Artificial Intelligence heralds a more eco-friendly cement industry
In a groundbreaking development, researchers at the Paul Scherrer Institute (PSI) in Switzerland have unveiled an AI-based model that promises to significantly reduce the carbon footprint of cement production. Originally published by Cosmos under the title "AI paves the path for greener cement", this innovative approach utilizes a "digital cookbook" approach to expedite the discovery of low-carbon cement recipes.
The heart of this AI model lies in its machine learning techniques, specifically neural networks trained on thermodynamic data. These networks predict how different mineral combinations will perform in terms of mechanical strength and CO2 emissions. To further optimize the cement formulations for both strength and low emissions, genetic algorithms are employed, allowing the AI to simulate thousands of ingredient combinations and identify recipes that meet specific criteria, such as reduced CO2 emissions without compromising material quality.

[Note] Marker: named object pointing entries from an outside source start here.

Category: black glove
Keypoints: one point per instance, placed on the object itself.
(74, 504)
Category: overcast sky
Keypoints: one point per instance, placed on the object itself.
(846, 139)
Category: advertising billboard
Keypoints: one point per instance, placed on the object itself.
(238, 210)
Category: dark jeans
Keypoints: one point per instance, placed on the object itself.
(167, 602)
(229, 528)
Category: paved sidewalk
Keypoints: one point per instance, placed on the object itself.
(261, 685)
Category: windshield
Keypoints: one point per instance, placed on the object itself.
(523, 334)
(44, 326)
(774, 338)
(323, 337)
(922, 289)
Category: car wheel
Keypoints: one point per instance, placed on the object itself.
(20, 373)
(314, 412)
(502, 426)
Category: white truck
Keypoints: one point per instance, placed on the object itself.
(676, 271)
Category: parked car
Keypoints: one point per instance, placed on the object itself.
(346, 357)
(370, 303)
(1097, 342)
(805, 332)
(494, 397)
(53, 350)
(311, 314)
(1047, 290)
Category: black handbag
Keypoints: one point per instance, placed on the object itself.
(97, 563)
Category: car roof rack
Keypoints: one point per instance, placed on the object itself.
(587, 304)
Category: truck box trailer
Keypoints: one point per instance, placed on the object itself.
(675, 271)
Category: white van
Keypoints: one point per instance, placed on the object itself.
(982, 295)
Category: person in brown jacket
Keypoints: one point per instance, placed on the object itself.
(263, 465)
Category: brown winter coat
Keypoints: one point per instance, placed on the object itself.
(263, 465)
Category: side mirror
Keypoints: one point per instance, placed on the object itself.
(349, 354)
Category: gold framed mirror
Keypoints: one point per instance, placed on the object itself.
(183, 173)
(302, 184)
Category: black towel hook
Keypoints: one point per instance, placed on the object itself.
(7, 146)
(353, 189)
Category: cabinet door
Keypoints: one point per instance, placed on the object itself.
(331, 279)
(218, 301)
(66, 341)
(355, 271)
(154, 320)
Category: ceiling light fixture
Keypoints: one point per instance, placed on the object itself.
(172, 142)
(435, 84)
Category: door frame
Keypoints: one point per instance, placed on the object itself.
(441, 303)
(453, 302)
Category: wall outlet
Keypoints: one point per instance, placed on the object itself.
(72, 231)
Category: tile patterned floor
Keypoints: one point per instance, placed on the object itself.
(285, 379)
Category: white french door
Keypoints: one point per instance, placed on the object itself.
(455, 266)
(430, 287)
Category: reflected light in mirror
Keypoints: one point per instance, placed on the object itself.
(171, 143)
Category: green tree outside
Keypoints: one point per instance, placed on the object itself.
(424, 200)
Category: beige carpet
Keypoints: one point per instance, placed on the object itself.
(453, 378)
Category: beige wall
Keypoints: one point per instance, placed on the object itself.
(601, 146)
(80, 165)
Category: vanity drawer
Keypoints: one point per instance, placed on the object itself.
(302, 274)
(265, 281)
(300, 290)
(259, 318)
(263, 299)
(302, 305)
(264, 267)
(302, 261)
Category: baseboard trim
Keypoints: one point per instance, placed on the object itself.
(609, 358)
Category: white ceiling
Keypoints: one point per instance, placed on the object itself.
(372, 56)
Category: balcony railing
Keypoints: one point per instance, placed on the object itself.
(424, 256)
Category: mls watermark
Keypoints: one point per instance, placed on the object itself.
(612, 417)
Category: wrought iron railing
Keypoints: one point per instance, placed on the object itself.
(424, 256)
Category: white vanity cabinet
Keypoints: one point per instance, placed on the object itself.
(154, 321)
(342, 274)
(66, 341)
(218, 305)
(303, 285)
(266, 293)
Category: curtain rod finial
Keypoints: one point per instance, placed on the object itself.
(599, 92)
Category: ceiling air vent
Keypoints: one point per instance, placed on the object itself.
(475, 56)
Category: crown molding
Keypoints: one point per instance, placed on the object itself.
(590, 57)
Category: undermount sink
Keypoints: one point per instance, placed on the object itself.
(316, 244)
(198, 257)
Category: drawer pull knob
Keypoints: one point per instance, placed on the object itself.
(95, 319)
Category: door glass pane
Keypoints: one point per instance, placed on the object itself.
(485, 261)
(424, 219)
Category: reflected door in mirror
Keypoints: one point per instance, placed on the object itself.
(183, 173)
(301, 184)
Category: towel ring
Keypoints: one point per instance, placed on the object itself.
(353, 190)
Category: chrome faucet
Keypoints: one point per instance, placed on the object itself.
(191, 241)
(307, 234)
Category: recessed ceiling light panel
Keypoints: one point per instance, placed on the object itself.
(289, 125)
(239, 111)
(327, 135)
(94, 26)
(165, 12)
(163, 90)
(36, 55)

One of the most significant benefits of this AI model is its speed. Unlike traditional methods that rely on time-consuming experiments or complex simulations, this model can generate practical recipe suggestions within seconds. It acts as a "digital cookbook" for climate-friendly cement, able to calculate mechanical properties around 1,000 times faster than traditional computational modeling.
The AI model, developed by PSI, can also calculate the minerals that form during hardening and the geochemical processes for various cement formulations. This information is crucial in modifying the cement recipe itself, such as replacing some of the clinker with alternative cementitious materials, thereby reducing the carbon footprint associated with traditional cement production.
The research, published in the journal Materials and Structures, is part of the Swiss Centre of Excellence on Net Zero Emissions (SCENE) Project. John Provis, head of the Cement Systems Research Group at PSI, compares the research to doing geology in fast motion.
While the researchers have discovered many promising candidates for new cement recipes, these materials now need to be tested in a laboratory before they can be used in the construction industry. The team at PSI's Centre for Nuclear Engineering and Sciences is also exploring strategies to modify the cement recipe's molecules as a means to further reduce emissions.
The production of cement, a main ingredient in concrete, emits large amounts of carbon dioxide (CO2) into the atmosphere. Given that concrete is the most widely used material worldwide, according to the Royal Society of Chemistry, the potential impact of this AI-based model could be substantial. Indeed, the cement industry is responsible for around 8% of global CO2 emissions, making this research a significant step towards a more sustainable future.
Nikolaos Prasianakis, who initiated the study, states that this is just the beginning of the research. The AI model's ability to generate practical recipe suggestions for climate-friendly cement within seconds, reducing the need for extensive lab testing, offers enormous research time savings, making it a very promising approach for all sorts of material and system designs.
This AI model, developed by the Paul Scherrer Institute (PSI), utilizes machine learning techniques and genetic algorithms to expedite the discovery of low-carbon cement recipes, acting as an "environmental-science" solution for reducing CO2 emissions in cement production. The model, which demonstrates faster calculations compared to traditional computational modeling, could potentially revolutionize the cement industry, a significant contributor to climate-change, due to its ability to generate practical recipe suggestions within seconds and offer research time savings.